Larry Day gets passionate over what might just be CocoRosie's greatest record to date

Released May 27th, 2013 via City Slang / By Larry Day
CocoRosie – Tales Of A GrassWidow (City Slang) Here we have the fifth full-length record from quirktacular siblings CocoRosie. Tales Of A GrassWidow is the fruit of three years hard graft from the US born, Paris-formed duo Bianca and Sierra Casady ('Coco' and 'Rosie', respectively), who are roughly a decade away from their debut record, La maison de mon rêve, which was never meant to escape beyond a small circle of comrades. The pair originally started out by blending folk and electronica with children's toys, creating a haunting concoction that was as intriguing as it was, at times, creepy. Now, they've wandered into even more experimental territory, forming noises that walk a tightrope between the artificial and the organic, between the avante-garde and the pop.

'Gravediggress' is a conversation between Björk-ish baby talk and a spectral operatic voice. It's a fricassee of fizzing pop and whirring, hissing locomotive percussion. Despite the clear synthetic nature of the track, it wears a majestic natural façade. 'Child Bride' is a sacred synth hymn, a throbbing funeral march of steampunk robots made from wood and brass. There are ancient woodwind noises, a kind of African percussion and Aboriginal ‘bwawps’ (for lack of a better word). It's mystical, entrancing and possessed. 'Harmless Monster' opens with the cawing of crows, then launches into a cavalcade of macabre piano melodies and the frail, hushed warble of Bianca drenched in post-dubstep beats. It assumes the ballad role of the album, though only loosely so.

The sisters have taken it upon themselves to craft this record with a message at the core. Though there are fragments of pop and passages of detailed experiments, CocoRosie wield words on a deeper issue: “[to] free society and protect the planet from the corrosive effects of patriarchal belief systems”. The record details the oppression of women and the traumas they face. Some efforts are subtle about the message, while others, such as the aforementioned 'Child Bride', are pretty blatant and succinct. The pair have also helped found activist group Future Feminists alongside Antony Hegarty, Johanna Constantine and Kembra Pfahler, which aims to alter society's perception and treatment of the more female gender.

Despite the serious intentions behind the music, the songs aren't sermons on how to live, nor are they self-righteous preachings.
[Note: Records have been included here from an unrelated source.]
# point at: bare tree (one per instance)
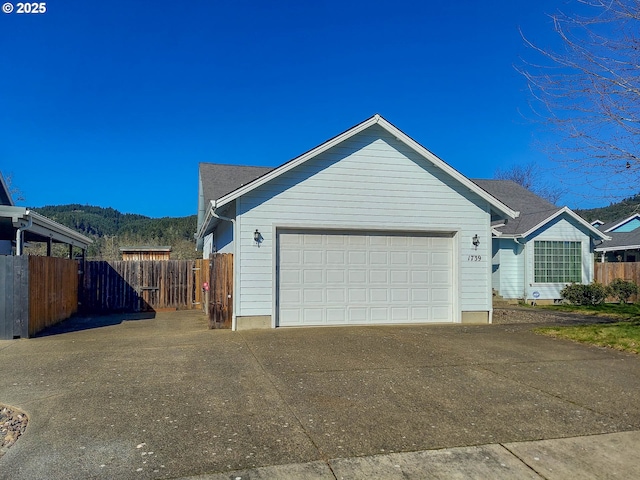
(588, 90)
(530, 176)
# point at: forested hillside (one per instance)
(111, 229)
(614, 211)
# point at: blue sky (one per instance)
(115, 103)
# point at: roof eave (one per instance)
(45, 227)
(619, 247)
(596, 233)
(376, 119)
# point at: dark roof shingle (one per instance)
(533, 209)
(219, 180)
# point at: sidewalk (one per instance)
(611, 456)
(164, 397)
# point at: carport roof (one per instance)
(37, 228)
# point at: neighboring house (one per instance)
(19, 225)
(546, 247)
(145, 253)
(366, 228)
(624, 245)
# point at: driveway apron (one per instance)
(165, 397)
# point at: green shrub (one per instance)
(580, 294)
(622, 289)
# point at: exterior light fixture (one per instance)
(475, 241)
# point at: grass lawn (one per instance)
(623, 335)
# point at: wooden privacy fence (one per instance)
(606, 272)
(220, 300)
(35, 292)
(138, 286)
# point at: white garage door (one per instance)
(364, 278)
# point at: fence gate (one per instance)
(220, 290)
(151, 285)
(606, 272)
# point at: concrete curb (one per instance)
(613, 455)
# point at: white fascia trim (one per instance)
(622, 222)
(376, 119)
(207, 218)
(45, 227)
(619, 247)
(596, 233)
(4, 186)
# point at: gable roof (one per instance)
(621, 241)
(220, 202)
(218, 179)
(614, 225)
(5, 194)
(534, 210)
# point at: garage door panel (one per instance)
(399, 295)
(313, 295)
(357, 295)
(336, 315)
(440, 259)
(357, 314)
(313, 257)
(336, 295)
(335, 257)
(379, 295)
(379, 276)
(357, 258)
(399, 277)
(358, 278)
(311, 277)
(336, 276)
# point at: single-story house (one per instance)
(367, 228)
(538, 253)
(624, 245)
(19, 225)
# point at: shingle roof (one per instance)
(218, 179)
(621, 240)
(5, 195)
(533, 209)
(617, 223)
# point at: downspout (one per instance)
(524, 252)
(19, 232)
(234, 325)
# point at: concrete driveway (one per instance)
(164, 397)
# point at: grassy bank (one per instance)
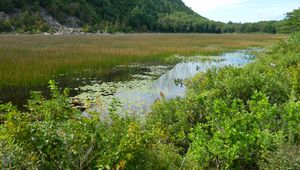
(27, 60)
(231, 118)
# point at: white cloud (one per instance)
(202, 6)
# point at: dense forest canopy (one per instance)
(121, 16)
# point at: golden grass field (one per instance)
(27, 60)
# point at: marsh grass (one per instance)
(30, 60)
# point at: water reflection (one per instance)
(139, 95)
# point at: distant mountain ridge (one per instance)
(36, 16)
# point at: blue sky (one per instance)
(243, 10)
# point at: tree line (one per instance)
(124, 16)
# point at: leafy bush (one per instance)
(231, 118)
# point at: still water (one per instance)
(138, 94)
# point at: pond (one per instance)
(135, 85)
(135, 96)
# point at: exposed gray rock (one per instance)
(4, 16)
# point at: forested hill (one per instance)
(113, 16)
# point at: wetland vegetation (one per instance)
(29, 61)
(233, 117)
(204, 101)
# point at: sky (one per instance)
(243, 10)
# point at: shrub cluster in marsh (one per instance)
(231, 118)
(32, 59)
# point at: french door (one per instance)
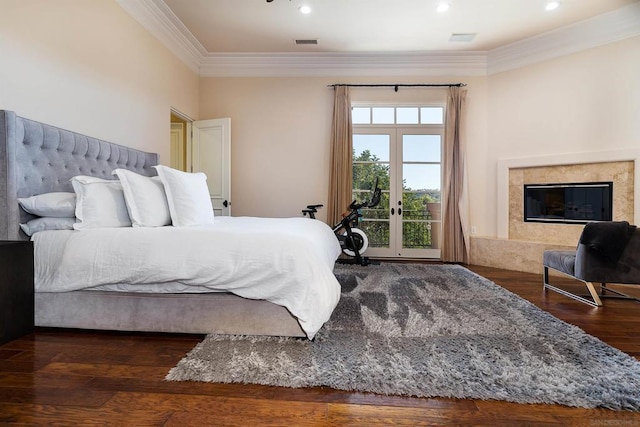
(407, 162)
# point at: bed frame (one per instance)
(36, 158)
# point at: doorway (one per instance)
(204, 146)
(406, 159)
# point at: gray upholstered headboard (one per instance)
(36, 158)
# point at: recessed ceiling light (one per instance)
(443, 6)
(552, 5)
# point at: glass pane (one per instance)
(421, 177)
(381, 211)
(421, 148)
(364, 177)
(417, 235)
(432, 115)
(421, 205)
(377, 232)
(383, 115)
(361, 115)
(371, 148)
(407, 115)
Still, they are enjoyable beyond CocoRosie's intended reading. 'Villain' is a cut featuring hip-hop beats, '50s horror movie synths and hacked-apart vocals: “I should have taken it myself / with uncle Freddy's knife / 'cause the grave is very suiting / for a bloodless daughter bride.” There's obviously a subtext to be explored here, but it can be interpreted as a mere story, fabrication or fantasy. The record has a vital, underlying premise, though it can also be appreciated in terms of storytelling and pop – it's not just about the cause they're fighting.

CocoRosie have always sculpted wondrous off-kilter records. Tales Of A GrassWidow is no exception – in fact, it actually serves to enhance their status. This is an album that manages to split their disjointed style and separate its parts. All their idiosyncrasies, from the jittering synths to untamed vocals, are reformed into a more fluid brand of music, one that's far more accessible and structured. Their penchant for tinkering with ideas and creating unique aural experiences remain. Of course, they wouldn't be CocoRosie otherwise, but this album isn't just about collecting ideas. The process may have been arduous, it may have been long, but it's definitely worth the wait: this is CocoRosie's finest moment.